Com 44 dias de mandato, dos quais 15 passou internado, Jair Bolsonaro promoveu ontem um processo de fritura de um ministro que começou pelas redes sociais e tendo o filho como instrumento, evoluiu para uma entrevista à TV e colocou até Sérgio Moro no olho do furacão de uma crise política que preocupa os militares e não se sabe que extensão terá.
Gustavo Bebianno praticamente foi demitido no ar por Bolsonaro, depois de um dia inteiro sob óleo quente no qual foi colocado primeiro por Carlos Bolsonaro e, depois, pelo pai em pessoa.

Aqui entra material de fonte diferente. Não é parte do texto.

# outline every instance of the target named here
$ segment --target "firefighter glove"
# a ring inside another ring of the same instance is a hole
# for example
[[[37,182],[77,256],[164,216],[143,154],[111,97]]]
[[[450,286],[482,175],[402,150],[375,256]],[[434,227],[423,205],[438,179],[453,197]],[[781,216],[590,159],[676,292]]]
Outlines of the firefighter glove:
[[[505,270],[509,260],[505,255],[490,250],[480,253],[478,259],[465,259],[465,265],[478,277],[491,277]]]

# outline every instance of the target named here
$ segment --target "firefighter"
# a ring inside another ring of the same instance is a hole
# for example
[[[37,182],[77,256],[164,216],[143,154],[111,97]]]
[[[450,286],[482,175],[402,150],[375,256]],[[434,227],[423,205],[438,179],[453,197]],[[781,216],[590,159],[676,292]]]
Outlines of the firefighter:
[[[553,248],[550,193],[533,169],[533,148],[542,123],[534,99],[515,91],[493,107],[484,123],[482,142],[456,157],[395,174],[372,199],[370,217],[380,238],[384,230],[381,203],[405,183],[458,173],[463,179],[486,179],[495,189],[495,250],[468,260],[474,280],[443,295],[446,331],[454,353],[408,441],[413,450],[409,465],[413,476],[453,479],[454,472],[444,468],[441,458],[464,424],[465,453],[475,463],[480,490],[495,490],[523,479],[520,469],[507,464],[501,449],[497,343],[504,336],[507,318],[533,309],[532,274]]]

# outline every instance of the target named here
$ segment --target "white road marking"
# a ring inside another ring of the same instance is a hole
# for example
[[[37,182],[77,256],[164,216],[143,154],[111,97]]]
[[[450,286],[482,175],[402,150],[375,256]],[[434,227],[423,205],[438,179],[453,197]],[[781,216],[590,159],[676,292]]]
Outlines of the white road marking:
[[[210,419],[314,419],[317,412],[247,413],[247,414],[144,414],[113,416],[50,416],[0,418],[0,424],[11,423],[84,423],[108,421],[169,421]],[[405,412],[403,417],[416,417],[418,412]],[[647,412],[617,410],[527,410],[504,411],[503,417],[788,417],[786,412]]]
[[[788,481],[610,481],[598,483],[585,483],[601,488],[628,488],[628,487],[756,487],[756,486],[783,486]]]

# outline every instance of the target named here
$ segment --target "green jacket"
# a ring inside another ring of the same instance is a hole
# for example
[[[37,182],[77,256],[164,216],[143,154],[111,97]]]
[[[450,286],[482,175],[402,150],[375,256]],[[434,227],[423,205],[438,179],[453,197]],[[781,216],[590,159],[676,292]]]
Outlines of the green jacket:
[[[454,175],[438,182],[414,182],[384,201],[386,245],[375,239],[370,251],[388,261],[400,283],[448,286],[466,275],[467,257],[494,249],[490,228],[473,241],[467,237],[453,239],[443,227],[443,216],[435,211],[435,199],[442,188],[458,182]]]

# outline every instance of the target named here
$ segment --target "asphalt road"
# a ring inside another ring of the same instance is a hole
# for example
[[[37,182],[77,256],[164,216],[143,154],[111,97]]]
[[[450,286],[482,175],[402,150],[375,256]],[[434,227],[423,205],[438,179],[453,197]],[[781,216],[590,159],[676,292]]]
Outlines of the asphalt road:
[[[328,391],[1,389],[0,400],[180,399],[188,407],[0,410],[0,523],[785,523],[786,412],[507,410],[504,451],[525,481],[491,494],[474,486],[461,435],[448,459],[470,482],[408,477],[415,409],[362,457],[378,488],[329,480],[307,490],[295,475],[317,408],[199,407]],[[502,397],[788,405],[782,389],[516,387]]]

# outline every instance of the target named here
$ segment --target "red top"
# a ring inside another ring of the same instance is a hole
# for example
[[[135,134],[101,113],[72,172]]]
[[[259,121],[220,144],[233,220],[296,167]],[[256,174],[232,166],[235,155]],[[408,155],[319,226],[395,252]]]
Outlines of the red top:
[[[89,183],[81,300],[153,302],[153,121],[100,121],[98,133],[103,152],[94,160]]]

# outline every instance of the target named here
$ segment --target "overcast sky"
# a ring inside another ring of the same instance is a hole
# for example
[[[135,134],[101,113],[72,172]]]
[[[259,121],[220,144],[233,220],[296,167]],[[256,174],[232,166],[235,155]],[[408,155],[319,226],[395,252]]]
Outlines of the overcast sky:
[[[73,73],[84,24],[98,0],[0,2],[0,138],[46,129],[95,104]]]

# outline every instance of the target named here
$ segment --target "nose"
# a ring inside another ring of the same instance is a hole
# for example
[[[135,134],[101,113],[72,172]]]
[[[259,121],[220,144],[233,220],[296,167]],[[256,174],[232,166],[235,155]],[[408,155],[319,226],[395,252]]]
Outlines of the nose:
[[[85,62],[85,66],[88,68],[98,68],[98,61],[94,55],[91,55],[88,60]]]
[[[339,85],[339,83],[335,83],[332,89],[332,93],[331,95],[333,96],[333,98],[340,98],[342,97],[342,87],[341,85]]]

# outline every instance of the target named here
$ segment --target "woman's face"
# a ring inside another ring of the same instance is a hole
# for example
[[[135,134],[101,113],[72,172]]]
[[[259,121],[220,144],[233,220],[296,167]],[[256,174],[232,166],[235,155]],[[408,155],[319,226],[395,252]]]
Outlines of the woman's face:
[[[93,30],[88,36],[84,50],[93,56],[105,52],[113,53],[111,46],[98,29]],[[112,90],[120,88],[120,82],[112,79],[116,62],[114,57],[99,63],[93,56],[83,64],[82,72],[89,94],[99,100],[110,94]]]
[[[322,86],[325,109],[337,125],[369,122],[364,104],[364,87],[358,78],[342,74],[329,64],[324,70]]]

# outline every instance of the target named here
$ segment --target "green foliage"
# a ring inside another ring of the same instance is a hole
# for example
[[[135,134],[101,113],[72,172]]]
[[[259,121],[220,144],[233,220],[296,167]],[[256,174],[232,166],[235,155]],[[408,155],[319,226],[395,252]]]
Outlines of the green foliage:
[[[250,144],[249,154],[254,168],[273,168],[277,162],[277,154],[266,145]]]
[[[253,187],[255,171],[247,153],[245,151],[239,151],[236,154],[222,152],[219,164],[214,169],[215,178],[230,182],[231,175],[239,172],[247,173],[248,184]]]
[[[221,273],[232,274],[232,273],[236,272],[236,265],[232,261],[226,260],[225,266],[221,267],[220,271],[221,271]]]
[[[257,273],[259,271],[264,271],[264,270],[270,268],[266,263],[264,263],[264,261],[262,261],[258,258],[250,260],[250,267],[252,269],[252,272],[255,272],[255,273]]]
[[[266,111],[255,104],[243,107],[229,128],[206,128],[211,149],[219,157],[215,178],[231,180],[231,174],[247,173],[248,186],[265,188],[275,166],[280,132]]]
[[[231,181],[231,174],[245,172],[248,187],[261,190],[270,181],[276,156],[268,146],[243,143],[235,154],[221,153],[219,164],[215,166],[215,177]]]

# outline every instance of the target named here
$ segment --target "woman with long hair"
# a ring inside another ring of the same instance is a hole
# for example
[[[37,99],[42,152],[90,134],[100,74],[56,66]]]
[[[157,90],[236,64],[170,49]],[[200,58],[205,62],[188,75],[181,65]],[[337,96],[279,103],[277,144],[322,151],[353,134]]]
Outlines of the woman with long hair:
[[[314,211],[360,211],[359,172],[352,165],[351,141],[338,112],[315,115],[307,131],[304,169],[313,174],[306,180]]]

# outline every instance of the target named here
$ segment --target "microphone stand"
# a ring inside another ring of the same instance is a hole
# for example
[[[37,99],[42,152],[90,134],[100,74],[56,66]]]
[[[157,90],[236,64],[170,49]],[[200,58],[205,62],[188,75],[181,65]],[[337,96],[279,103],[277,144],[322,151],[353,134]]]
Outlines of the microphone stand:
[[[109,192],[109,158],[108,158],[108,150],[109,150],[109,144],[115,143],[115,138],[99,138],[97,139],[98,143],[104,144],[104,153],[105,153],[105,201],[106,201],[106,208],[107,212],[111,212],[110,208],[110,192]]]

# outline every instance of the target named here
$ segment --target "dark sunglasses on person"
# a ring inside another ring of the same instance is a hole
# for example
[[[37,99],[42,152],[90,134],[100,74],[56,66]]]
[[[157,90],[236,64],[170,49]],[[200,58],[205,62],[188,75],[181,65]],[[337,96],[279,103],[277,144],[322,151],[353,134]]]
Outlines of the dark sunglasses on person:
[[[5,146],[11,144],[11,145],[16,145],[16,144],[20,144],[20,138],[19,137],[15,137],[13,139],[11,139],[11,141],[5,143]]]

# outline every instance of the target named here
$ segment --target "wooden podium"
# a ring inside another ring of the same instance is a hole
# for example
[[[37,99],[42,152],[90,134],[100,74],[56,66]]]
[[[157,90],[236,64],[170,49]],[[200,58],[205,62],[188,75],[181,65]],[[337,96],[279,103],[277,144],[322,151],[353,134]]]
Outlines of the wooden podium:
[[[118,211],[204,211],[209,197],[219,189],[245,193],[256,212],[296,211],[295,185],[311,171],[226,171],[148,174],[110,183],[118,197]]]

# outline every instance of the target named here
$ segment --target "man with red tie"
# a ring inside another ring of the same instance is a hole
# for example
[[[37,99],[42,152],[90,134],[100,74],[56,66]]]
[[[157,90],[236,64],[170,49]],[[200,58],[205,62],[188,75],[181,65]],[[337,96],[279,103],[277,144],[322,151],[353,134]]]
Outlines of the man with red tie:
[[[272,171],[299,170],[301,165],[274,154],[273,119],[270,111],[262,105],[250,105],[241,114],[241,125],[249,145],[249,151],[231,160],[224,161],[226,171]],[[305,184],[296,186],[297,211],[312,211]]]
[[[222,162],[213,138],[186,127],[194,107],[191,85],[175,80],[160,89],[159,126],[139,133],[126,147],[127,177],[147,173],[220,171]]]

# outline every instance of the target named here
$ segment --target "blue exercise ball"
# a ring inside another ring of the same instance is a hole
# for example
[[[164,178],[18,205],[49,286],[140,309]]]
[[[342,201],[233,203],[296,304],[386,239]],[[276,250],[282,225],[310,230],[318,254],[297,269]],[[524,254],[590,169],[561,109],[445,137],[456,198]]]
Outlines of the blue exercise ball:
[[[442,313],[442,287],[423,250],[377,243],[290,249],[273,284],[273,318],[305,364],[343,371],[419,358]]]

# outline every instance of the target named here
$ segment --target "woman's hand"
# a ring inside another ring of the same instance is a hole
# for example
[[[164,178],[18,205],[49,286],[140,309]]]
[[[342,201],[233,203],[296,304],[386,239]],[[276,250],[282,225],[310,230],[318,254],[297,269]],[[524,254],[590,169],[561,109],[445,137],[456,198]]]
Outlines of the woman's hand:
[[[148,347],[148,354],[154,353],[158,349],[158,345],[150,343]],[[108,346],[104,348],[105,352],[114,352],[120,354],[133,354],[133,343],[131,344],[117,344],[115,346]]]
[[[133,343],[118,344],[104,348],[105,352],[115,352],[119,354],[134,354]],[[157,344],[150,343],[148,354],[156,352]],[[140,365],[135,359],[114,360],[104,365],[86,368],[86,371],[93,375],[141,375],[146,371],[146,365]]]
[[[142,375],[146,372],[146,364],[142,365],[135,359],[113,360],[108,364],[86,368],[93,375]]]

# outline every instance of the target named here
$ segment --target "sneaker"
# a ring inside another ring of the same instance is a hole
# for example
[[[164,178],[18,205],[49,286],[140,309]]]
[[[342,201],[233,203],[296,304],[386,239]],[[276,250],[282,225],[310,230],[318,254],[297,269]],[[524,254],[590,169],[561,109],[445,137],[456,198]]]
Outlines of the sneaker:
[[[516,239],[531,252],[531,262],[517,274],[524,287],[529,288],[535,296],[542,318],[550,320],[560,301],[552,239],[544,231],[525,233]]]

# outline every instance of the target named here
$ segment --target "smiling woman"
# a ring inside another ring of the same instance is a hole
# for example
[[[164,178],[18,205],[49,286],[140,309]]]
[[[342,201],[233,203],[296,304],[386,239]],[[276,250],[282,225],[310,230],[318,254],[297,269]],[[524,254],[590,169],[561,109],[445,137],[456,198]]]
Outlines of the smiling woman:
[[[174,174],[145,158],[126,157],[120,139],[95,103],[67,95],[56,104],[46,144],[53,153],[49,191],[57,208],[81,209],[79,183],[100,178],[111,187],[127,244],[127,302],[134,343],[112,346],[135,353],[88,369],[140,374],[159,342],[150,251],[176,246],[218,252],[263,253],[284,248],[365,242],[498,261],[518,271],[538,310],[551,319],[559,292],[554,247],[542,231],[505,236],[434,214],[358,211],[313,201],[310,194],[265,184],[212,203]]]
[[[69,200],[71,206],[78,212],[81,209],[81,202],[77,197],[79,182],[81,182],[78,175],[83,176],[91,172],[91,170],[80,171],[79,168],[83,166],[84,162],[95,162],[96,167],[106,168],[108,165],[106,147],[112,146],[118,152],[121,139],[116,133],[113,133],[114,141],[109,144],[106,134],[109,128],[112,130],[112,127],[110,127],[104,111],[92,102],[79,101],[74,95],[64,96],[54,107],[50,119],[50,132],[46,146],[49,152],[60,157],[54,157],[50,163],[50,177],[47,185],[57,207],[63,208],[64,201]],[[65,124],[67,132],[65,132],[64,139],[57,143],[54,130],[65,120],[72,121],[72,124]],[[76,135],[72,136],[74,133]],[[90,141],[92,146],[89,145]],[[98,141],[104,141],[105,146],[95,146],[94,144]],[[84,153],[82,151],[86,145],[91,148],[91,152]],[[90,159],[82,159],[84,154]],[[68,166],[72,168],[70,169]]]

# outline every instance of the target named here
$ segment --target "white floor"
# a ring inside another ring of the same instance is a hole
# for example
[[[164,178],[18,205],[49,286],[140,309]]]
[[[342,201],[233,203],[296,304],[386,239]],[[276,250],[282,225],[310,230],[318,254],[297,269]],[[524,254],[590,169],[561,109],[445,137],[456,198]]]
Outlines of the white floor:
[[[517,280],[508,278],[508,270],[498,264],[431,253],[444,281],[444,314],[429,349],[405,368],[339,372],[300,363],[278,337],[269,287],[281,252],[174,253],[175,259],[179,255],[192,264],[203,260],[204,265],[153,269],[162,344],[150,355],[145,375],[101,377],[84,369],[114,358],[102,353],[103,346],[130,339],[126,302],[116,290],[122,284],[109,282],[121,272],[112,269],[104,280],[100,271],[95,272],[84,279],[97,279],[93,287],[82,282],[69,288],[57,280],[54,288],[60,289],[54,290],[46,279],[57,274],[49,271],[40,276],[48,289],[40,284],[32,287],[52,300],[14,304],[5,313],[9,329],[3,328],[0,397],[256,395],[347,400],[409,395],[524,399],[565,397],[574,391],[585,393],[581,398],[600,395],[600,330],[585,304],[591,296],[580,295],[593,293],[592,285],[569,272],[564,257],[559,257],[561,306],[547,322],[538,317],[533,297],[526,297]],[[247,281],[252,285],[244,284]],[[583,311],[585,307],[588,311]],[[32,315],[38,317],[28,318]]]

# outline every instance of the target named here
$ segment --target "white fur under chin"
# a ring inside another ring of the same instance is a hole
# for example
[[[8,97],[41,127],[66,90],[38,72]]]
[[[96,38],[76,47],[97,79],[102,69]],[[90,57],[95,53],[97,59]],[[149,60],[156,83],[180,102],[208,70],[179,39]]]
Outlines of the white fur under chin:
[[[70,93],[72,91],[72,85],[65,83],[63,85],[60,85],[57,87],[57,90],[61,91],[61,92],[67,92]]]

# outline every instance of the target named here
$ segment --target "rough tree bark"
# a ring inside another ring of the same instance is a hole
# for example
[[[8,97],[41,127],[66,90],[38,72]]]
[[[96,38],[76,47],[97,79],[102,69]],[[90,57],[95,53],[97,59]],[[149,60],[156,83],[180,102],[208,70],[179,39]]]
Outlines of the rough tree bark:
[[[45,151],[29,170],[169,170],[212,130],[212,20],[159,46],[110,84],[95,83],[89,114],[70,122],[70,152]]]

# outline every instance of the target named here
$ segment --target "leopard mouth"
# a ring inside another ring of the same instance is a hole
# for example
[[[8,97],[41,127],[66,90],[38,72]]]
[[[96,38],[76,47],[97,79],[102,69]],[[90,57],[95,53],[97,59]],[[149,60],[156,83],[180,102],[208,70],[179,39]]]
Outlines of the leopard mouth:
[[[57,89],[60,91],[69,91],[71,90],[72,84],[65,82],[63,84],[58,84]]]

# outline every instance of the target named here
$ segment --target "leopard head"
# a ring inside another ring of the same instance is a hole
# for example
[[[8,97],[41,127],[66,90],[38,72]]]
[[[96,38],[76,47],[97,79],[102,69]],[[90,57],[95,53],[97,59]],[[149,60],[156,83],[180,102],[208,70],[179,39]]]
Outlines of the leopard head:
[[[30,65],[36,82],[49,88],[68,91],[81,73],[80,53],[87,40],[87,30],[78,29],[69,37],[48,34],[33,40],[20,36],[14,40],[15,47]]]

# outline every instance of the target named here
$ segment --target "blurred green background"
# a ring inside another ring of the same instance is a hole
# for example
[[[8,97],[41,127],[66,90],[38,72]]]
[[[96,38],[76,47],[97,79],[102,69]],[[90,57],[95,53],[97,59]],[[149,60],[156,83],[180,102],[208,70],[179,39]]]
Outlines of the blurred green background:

Embora pouco seja visto nesta função, “Carluxo” tem mandato de vereador no Rio. Mesmo não tendo cargo na gestão do pai, é um de seus principais protagonistas. Chamou de mentiroso pelo Twitter o secretário-geral da Presidência, Gustavo Bebianno. Para corroborar sua tese, divulgou na mesma rede o áudio de uma conversa privativa de Bolsonaro com o auxiliar.
A indisposição de Carlos com Bebianno remonta à campanha. Por pouco ele não ficou sem ministério, mas a gratidão do então presidente eleito ao advogado, que comandou o PSL na campanha, superou a birra do filho. Agora, a suspeita de que mais de uma seção estadual do partido usou laranjas para destinar recursos do Fundo Partidário foi o pretexto para “Carluxo” voltar à carga, sob os auspícios do pai.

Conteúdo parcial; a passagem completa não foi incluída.